É por coisas destas que não gostei nada, mesmo nada, da intervenção de Gonçalo Matias na apresentação do programa do Governo, com uma intervenção messiânica (muito mau sinal), centrada na ideia de que sabe o que quer e para onde vai, quer o ministro, quer o Governo (muito mau sinal), apresentando meia dúzia de ideias "consensuais", mas bastante etéreas.
O mais grave, para mim, é Gonçalo Matias ter apresentado como ideia fantástica o princípio de "só uma vez" (as pessoas entregam informação ao Estado só uma vez, e o Estado que ande à procura da informação dentro do Estado, quando ela existe) e Carlos Guimarães Pinto, muito bem, ter-lhe feito notar que esse princípio estava na lei desde 2014, mas o problema é o Estado não cumprir a lei e Gonçalo Matias ter respondido sobre o seu conhecimento profundo do problema e do princípio citado, em vez de fazer o que me parecia sensato:
1) reconhecer que realmente o problema não são os grandes princípios (estão todos no Código do Procedimento Administrativo, acrescento eu) mas a sua aplicação real;
2) que se essa aplicação real não se verifica, deve haver problemas mais fundos e menos evidentes que precisam de estudo e atenção;
3) o que implica que o seu ministério, mais que inventar novidades, se iria focar em compreender e resolver os bloqueios reais à aplicação de princípios que são largamente "consensuais", quase tão consensuais como a sua falta de aplicação concreta em toda a administração.

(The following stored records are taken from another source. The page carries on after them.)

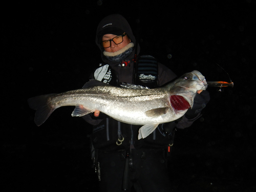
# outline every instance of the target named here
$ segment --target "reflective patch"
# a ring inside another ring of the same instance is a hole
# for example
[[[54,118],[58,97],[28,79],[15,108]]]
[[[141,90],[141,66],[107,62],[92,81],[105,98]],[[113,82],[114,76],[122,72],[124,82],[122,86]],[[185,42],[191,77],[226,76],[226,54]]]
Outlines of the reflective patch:
[[[97,69],[94,72],[95,79],[105,83],[109,83],[112,79],[111,70],[109,69],[109,66],[106,64]]]

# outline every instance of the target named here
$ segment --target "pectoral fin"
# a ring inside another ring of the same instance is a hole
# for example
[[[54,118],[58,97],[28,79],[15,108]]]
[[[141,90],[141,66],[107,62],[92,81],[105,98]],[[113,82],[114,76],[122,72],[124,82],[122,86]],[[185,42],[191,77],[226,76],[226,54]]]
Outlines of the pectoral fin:
[[[84,108],[82,105],[78,104],[76,106],[71,115],[72,117],[81,117],[93,112],[93,111]]]
[[[169,110],[169,108],[153,109],[146,111],[145,114],[150,117],[157,117],[166,114],[168,110]]]
[[[156,127],[157,127],[157,126],[158,126],[159,124],[159,123],[154,123],[145,124],[142,126],[139,130],[138,139],[140,139],[147,137],[156,129]]]

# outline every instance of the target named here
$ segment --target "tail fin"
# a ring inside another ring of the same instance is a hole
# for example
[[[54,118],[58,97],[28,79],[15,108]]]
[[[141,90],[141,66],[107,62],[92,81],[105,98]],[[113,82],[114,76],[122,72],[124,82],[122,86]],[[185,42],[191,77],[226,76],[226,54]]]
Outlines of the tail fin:
[[[34,121],[37,126],[40,126],[46,121],[52,113],[56,108],[53,108],[50,102],[51,98],[56,95],[51,94],[40,95],[28,99],[29,106],[36,110]]]

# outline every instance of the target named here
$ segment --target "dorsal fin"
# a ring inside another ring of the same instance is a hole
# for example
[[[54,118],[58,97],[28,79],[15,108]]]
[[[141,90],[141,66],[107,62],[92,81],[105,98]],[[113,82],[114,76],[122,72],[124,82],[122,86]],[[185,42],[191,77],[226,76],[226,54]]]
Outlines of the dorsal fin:
[[[131,83],[126,83],[124,82],[120,83],[120,86],[123,88],[127,88],[127,89],[150,89],[147,87],[143,87],[140,85],[137,85]]]
[[[82,89],[89,88],[95,86],[111,86],[110,84],[105,83],[104,82],[98,81],[96,79],[90,79],[90,81],[87,82],[83,85]]]

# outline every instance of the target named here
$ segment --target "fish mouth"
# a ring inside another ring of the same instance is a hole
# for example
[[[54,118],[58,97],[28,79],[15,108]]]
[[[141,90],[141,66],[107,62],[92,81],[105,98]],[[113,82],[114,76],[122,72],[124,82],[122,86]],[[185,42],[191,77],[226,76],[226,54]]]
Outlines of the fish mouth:
[[[204,77],[204,79],[202,79],[198,74],[195,74],[195,75],[196,75],[196,76],[198,78],[198,79],[199,79],[199,80],[200,80],[201,81],[201,82],[203,83],[203,87],[205,89],[206,89],[208,87],[208,84],[207,84],[207,83],[206,82],[206,80],[205,79]],[[201,83],[200,83],[200,84],[201,84]]]

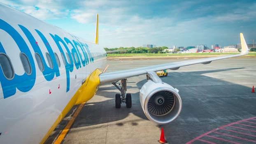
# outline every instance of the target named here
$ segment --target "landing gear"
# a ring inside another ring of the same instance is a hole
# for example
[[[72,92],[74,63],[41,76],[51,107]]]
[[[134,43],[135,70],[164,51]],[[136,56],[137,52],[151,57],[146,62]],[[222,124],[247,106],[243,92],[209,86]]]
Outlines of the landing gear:
[[[119,108],[121,107],[121,98],[120,94],[116,93],[116,108]]]
[[[126,93],[127,91],[126,87],[127,79],[121,80],[121,83],[119,85],[120,87],[116,85],[118,81],[112,83],[121,92],[121,93],[116,94],[116,108],[120,108],[121,107],[121,104],[126,103],[126,107],[131,108],[132,107],[132,95],[130,93],[127,93],[125,97]]]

Temo que seja mais fácil reformarem-se os reformadores que o Estado, porque quando chegar o momento de responsabilizar um dirigente tão diligente, venerando e obrigado por haver bichas inaceitáveis à porta dos serviços públicos, nos jornais, na oposição e nas concelhias partidárias, levantar-se-ão dezenas de razões sensatas para compreender a situação e concluir que ninguém é responsável pela chuva ou pela seca.